La science-fiction, l'art du décathlon

Dans le sillage d'un été olympique, j'ai envie d'adopter une nouvelle métaphore pour comprendre l'art de l'auteur de science-fiction.

Celui-ci est un décathlonien.

Contrairement à l'athlète qui excelle dans une seule épreuve ou dans un seul genre d'épreuve (la course de 100 à 1500 mètres, le lancer du disque, du poids ou du javelot, le saut en longueur, en hauteur ou à la perche), le décathlonien ne domine aucune catégorie d'épreuves, mais il a maîtrisé les éléments de plusieurs épreuves. Pour gagner, il doit se montrer plus qu'ordinaire dans les épreuves du décathlon et se montrer à la hauteur des athlètes accomplis dans ces épreuves. Il ne battra jamais un champion dans l'épreuve de prédilection de celui-ci. Par contre, le champion risque d'être à peine plus qu'ordinaire dans les autres épreuves de sa catégorie et plus ou moins médiocre dans les épreuves hors de sa catégorie.

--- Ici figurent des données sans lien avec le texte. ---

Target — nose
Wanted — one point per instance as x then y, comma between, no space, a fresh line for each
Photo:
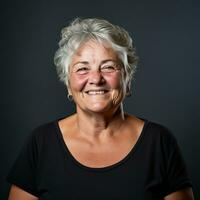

Pareillement, l'auteur de science-fiction doit maîtriser bien plus que l'écriture et la psychologie humaine dans des cadres qu'il connaît personnellement. Pour signer une histoire de science-fiction réussie, il ne peut pas se contenter de déguiser un épisode de sa vie en livrant le fruit de ses observations et de ses réflexions sur les vérités de la condition humaine.


Outre son expérience de la vie, l'auteur de science-fiction doit également avoir développé une théorie du fonctionnement des sociétés dans plus d'un contexte; que cette théorie soit erronée ou incomplète, elle doit convaincre le lecteur. Et quelle que soit cette théorie, il doit se montrer suffisamment documenté pour ne pas commettre d'erreurs grossières en expliquant une société différente à ses lecteurs. En général, la science-fiction inclut aussi des nouveautés que l'auteur extrapole en fonction de sa connaissance des sciences et des techniques. Dans ces domaines, l'auteur doit se montrer au moins aussi bien informé que ceux de ses lecteurs qui les maîtrisent en tant que professionnels. Ainsi, à l'instar du décathlonien qui se distingue dans plusieurs épreuves, il doit être un bon écrivain et un bon psychologue, mais aussi un bon recherchiste, capable d'assimiler et de synthétiser les acquis de domaines allant de l'astronomie et de la criminologie à la physique et à la sociologie.

Du coup, il sera rarement un styliste hors-pair ou un de ces gens capables d'ouvrir une fenêtre sur les tréfonds de l'âme humaine. Mais il en saura beaucoup plus long que le styliste ou le psychologue sur le reste du monde et sur son fonctionnement.

À condition d'avoir relevé le défi de devenir décathlonien, évidemment!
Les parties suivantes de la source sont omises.